Publicly available numerical data for LLM

This repository contains some publicly available numerical data used to train OpenAI's large language models. These data have been processed into OpenAI's data pipeline format. Additionally, we provide a Python script for converting raw tabular data into a format suitable for training.

Data Sources

These data come from the following publicly available sources:

Data Format

Data is stored as JSON files, each JSON file includes an array named data. Each element in the array is a dictionary with two keys:

input: The input text used to train the model. The input text usually includes a question or description.
output: The expected output of the model.

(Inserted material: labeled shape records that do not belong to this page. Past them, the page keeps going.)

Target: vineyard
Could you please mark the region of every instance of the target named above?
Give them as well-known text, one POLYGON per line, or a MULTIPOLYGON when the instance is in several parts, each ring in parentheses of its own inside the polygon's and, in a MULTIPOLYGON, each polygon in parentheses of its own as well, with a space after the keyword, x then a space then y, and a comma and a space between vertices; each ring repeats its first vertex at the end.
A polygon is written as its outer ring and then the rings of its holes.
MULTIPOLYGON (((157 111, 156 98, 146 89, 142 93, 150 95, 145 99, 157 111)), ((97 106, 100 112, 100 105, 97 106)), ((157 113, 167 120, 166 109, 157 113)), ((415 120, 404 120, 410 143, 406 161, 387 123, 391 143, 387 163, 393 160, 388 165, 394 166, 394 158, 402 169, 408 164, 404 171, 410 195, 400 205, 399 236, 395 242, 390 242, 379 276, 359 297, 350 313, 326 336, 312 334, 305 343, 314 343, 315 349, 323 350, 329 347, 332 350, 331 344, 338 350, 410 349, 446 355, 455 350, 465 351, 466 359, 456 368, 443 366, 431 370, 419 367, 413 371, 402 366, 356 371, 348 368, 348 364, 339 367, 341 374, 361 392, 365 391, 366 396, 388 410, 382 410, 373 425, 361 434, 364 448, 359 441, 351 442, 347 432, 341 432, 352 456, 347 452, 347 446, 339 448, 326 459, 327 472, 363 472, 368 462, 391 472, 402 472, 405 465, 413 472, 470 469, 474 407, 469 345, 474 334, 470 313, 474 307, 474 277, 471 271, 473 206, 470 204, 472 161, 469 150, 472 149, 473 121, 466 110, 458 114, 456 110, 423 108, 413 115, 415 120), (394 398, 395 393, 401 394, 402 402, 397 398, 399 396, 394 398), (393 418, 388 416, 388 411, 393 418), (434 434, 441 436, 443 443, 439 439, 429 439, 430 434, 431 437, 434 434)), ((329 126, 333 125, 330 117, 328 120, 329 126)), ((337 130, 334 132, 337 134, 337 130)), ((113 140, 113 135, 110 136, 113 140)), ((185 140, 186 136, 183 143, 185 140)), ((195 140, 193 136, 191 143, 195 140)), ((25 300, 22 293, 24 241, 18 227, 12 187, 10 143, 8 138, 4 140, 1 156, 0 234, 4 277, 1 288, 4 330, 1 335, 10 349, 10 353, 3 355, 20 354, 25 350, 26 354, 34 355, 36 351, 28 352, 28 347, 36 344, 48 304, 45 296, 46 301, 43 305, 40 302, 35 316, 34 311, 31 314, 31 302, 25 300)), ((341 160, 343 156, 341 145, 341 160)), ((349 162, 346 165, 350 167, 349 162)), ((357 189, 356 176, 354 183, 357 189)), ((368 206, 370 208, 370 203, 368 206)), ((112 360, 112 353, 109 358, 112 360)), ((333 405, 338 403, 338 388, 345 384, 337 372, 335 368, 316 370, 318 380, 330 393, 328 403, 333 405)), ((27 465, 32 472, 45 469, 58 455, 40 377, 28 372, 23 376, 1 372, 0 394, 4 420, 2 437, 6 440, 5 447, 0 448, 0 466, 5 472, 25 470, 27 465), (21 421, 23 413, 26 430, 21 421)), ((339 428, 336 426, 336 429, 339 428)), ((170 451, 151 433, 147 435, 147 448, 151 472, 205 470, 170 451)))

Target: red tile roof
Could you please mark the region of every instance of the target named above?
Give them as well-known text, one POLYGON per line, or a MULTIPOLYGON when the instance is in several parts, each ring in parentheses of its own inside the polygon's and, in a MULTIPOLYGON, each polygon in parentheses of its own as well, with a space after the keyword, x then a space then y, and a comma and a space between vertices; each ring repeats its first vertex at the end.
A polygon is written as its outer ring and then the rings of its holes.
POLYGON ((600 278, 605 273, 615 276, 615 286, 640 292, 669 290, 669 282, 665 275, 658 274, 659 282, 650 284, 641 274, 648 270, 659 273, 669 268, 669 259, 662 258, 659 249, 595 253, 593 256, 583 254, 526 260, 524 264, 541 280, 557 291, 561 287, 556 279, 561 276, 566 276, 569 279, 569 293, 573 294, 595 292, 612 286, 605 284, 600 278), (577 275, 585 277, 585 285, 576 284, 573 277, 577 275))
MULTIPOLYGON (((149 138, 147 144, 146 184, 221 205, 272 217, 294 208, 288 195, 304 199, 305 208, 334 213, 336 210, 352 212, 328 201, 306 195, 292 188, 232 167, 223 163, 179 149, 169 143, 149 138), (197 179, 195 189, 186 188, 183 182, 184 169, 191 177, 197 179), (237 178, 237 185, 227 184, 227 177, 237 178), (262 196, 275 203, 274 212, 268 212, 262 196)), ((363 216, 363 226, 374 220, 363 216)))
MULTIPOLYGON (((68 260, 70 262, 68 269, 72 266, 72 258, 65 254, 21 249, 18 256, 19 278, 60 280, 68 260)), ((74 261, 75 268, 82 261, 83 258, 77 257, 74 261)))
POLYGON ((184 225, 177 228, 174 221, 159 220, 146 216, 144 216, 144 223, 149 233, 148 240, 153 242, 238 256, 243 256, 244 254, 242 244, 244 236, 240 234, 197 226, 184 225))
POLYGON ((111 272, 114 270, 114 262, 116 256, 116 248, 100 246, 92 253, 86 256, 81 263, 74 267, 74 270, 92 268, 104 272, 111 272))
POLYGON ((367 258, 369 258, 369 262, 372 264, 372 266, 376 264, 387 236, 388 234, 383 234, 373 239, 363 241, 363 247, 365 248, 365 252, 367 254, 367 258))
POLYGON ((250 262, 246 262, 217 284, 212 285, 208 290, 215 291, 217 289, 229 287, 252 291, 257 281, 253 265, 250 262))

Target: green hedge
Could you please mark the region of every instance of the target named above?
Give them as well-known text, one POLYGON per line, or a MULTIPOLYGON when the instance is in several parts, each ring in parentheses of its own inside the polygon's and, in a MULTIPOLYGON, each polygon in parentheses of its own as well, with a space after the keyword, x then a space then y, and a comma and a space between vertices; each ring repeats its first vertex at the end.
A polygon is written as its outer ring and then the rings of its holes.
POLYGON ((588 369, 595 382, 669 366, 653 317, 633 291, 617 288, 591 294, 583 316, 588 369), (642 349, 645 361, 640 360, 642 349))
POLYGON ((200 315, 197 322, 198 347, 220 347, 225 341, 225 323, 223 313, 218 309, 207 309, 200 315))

This is usually a short answer or numeric value.

{
    "data": [
        {
            "input": "What was the average price of a gallon of regular gasoline in the United States in 2019?",
            "output": "2.60"
        },
        {
            "input": "What is the distance from Earth to Mars in kilometers?",
            "output": "225,000,000"
        },
        ...
    ]
}

how the data is used

To use this data to train your model, you need to process it into a format suitable for your training framework. We provide a Python script for converting raw tabular data into a format suitable for training. You can refer to this script to know how to process the data and how to modify it according to your needs.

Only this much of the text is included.